Drucilla Tigner, a policy and advocacy strategist at the American Civil Liberties Union of Texas, said the new law is “the most extreme abortion ban in the country.”
“Not only does this ban violate more than half a century of Supreme Court case law, it paves the way for anti-choice extremists to use our court system to go after anyone who performs abortions or considers supporting a person that has one,” Tigner said in a statement. “But make no mistake, abortion is both legal in Texas and supported by the majority of Texans. The governor’s swipe of a pen can’t change the Constitution.”
Sen. Bryan Hughes, R-Mineola, author of SB 8, said he hopes it will serve as an example for other states looking to restrict abortion.
“The Texas Heartbeat Act is the most powerful pro-life legislation in Texas history and will stand as a model for the country,” he said in a tweet.
Federal judges have blocked similar laws in other states, but proponents of the legislation in Texas are hopeful that by prohibiting public officials from enforcing the law and leaving it up to private citizens to sue violators, the law can pass legal muster.
This provision of the law has drawn intense criticism from lawyers, 400 of whom wrote a letter to lawmakers warning that the language used in the legislation is “exceptionally broad” and would create an “unprecedented” cause of action that “subverts the foundations of our judicial system.”
Legal experts have said that prohibiting enforcement of the ban by public officials will not protect the law from legal challenges.
Elizabeth Sepper, a University of Texas law professor, told the American-Statesman in March that it is “unlikely that a federal court is going to fall for this” strategy employed in the legislation.
“You can’t attempt to strip constitutional rights by requiring someone to go into state court when they face a lawsuit from another private citizen,” she said. “Federal courts would immediately say, ‘Hey, wait a second: You can’t cut off the U.S. Constitution by framing what’s really a state law as a private matter between citizens.’”
Elizabeth Nash, principal policy associate at the Guttmacher Institute, said the civil action created through the law is “uniquely cruel.”

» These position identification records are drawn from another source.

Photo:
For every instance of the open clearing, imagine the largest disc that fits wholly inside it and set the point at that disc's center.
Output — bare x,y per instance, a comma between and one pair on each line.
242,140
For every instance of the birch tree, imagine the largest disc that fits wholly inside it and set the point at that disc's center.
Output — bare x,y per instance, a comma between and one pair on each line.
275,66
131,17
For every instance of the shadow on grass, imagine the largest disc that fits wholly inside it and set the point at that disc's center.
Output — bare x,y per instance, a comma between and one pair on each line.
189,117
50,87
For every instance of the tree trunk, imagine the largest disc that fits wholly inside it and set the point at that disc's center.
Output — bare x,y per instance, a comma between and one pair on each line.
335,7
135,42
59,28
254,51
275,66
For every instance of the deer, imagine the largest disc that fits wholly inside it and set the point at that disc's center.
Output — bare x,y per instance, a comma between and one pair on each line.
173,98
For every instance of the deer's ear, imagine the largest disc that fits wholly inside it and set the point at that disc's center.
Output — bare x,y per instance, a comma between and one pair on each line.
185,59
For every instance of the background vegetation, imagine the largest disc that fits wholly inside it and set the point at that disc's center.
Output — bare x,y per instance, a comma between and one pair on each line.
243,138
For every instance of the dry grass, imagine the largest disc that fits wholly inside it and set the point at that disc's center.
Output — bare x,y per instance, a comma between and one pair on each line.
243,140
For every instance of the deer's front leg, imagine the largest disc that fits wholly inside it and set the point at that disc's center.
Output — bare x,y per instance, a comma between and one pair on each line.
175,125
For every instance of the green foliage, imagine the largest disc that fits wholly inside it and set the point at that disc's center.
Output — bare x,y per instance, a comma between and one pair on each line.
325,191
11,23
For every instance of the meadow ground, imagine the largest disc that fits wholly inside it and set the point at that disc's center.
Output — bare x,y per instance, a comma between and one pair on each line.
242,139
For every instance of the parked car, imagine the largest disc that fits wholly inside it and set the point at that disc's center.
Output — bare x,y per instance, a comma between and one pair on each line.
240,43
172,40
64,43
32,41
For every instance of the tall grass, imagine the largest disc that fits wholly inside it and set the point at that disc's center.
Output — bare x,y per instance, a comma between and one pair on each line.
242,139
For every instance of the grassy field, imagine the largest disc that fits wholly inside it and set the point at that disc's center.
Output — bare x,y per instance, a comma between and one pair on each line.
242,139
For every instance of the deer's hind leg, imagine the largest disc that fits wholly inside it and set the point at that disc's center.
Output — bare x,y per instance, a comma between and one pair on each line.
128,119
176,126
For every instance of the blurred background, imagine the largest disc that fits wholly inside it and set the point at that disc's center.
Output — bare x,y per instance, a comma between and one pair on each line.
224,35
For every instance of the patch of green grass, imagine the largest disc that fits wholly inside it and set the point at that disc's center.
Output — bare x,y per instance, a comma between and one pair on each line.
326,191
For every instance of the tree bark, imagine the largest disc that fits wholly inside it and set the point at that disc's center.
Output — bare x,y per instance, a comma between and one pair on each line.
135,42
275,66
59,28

“By allowing anyone, anywhere to sue people involved in providing or obtaining an abortion, this ban would open the floodgates for frivolous lawsuits, bury clinics under court cases and legal fees, and make it difficult for providers to remain open,” Nash said in a statement. “This ban in Texas is clearly about controlling pregnant people’s bodies and preventing them from making decisions about their lives and futures.”

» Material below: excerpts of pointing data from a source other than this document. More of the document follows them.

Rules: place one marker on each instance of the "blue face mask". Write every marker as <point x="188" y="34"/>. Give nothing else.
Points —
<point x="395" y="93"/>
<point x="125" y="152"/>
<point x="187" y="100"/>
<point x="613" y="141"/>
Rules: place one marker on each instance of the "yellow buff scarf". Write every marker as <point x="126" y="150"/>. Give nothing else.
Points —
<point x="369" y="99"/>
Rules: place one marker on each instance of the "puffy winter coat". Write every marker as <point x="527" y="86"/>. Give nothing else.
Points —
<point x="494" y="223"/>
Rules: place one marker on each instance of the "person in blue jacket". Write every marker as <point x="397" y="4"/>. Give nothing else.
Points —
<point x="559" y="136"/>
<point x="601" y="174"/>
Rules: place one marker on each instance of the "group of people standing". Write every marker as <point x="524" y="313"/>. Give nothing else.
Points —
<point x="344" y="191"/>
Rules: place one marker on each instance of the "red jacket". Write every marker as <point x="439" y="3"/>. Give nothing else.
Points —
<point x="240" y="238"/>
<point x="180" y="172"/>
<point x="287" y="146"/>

Lawmakers tweaked one element of the proposal before sending it to Abbott for approval and opted to explicitly limit the civil action created through the law to violations of the ban on abortions once a fetal heartbeat can be detected. Opponents argued that the original version of the legislation could have allowed for lawsuits to be filed against abortion providers and others for violations of any abortion-related regulation.